Two cadaver femurs were collect and furthered analyzed. The femurs were sawed at the distal shaft, keeping the proximal portion intact, and detached from the hip. The muscles were removed, except for the gluteus maximus, gluteus medius, and ITB. Pathological observation will be described based on the picture in Figure 1.
Figure 1 Map of the facets on the greater trochanter (3).
RESULTS
In case 1, the pathology of the greater trochanter was identified as hemosiderin deposition. Hemosiderin is a yellowishbrown granular intracellular pigment that is formed in some phagocytic cells, such as macrophages, by the breakdown of hemoglobin. Yellowish-brown discoloration was seen in the anterior facet, posterior facet, and superoposterior facet of the greater trochanter. There were no discolorations on the lateral facet. Probing the discolored area revealed the bone to be softer than the other areas of the greater trochanter.
In case 2, the pathology was identified as exostosis (Figure 2,3).
Figure 2 Exostosis: Osteophytes are seen on the greater trochanter, and it is most prominent on the anterior and lateral facet. The gluteus maximus tendon is calcified, and callous was observed at the point gluteus maximus inserts into the IT band. Pinkish color is in the same place callous, osteophytes, and calcification is observed.
Figure 3 Hemosiderin: Yellowish-brown discoloration was seen in the anterior facet, posterior facet, and superoposterior facet of the greater trochanter. The bursa sac fused with the gluteus maximus and IT band and made an insertion into the gluteus medius
Exostosis is a spur or bony outgrowth known as osteophytes from bones. Multiple osteophytes were observed on the surface of the greater trochanter. Pink discoloration was observed on the anterior and superior part of the lateral facet, as well as, in the area where the gluteus maximus inserts into the IT band. In addition, calcification and callous was observed on the gluteus maximus tendon and muscle belly and IT band. Calcification may be due to bone erosion and calcium.

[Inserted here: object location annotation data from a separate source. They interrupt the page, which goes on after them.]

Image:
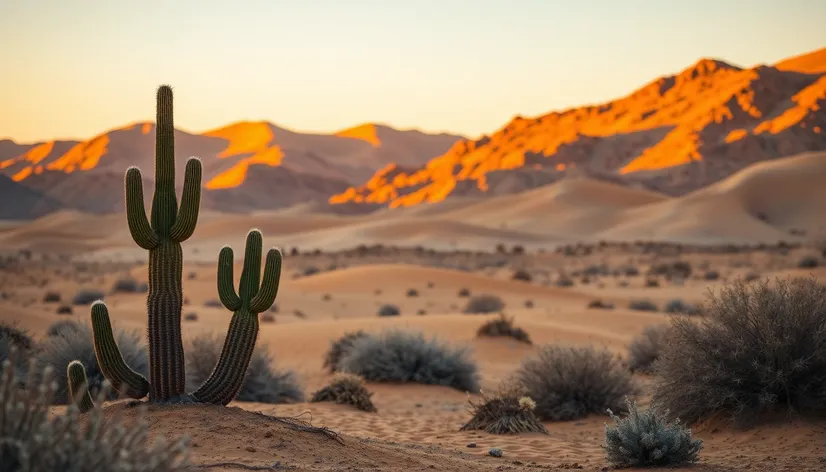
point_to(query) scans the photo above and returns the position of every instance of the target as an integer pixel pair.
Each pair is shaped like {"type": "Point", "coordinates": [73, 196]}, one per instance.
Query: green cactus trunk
{"type": "Point", "coordinates": [167, 375]}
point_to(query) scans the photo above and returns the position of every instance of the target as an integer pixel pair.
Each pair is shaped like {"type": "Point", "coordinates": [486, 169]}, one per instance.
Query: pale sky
{"type": "Point", "coordinates": [77, 68]}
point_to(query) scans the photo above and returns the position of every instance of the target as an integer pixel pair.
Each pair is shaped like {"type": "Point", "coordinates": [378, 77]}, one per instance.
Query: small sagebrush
{"type": "Point", "coordinates": [568, 383]}
{"type": "Point", "coordinates": [78, 344]}
{"type": "Point", "coordinates": [484, 303]}
{"type": "Point", "coordinates": [760, 348]}
{"type": "Point", "coordinates": [346, 389]}
{"type": "Point", "coordinates": [262, 384]}
{"type": "Point", "coordinates": [502, 326]}
{"type": "Point", "coordinates": [33, 440]}
{"type": "Point", "coordinates": [507, 412]}
{"type": "Point", "coordinates": [647, 439]}
{"type": "Point", "coordinates": [645, 349]}
{"type": "Point", "coordinates": [339, 347]}
{"type": "Point", "coordinates": [400, 356]}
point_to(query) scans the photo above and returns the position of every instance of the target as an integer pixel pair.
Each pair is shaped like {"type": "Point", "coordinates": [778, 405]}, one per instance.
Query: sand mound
{"type": "Point", "coordinates": [233, 435]}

Recently, 46 hips were observed from 23 additional cadavers. 13 greater trochanters had pathologies. All of the pathologies observed were exostosis. Osteophytes were usually seen in the superior and posterior facets. Fraying of the IT band was also observed in two hips from separate cadavers. A right hip from a female cadaver had black discoloration on the greater trochanter and surrounding tissues. In addition, callous was observed in most of the hips that had exostosis.
DISCUSSION
Multiple pathologies may be due to repetitive trauma to the greater trochanter. This may had limited their movement sometime in their life. In both cases, bursa sac that surrounds the greater trochanter was not there. In case one, the bursa sac merged with the gluteus maximus and IT band, forming a tendon insertion into the gluteus medius. The bursa sac in case two was attached to surrounding structures. It was removed in order to observe the greater trochanter. Pathologies of the greater trochanter were observed in previous studies and case reports through MRIs. However, there are lacks of studies observing the pathologies on dissection level.

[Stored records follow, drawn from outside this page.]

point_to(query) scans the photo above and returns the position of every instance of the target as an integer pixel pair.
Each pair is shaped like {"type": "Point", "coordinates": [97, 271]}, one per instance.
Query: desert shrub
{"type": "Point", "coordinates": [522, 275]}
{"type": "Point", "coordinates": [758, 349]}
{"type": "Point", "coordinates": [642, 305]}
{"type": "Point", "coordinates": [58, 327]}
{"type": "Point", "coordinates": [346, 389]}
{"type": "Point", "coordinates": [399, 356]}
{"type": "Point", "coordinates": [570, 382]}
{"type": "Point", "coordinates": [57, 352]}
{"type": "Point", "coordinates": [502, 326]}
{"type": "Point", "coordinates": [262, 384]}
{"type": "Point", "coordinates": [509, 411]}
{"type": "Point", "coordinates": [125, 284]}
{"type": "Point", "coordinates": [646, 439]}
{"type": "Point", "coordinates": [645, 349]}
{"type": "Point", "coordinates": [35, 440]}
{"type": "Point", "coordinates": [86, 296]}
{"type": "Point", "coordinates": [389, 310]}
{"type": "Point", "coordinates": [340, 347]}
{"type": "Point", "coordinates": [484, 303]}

Dissection findings correlated with the findings seen in MRIs reported in previous studies. Calcified lesions and exostosis were observed in the same area of the greater trochanter that was seen in the dissection study. Hemosiderin was not explained (Figure 3). Bursitis was shown in MRIs, but it is unknown if the cadavers had bursitis when they were living. Further observation will be done.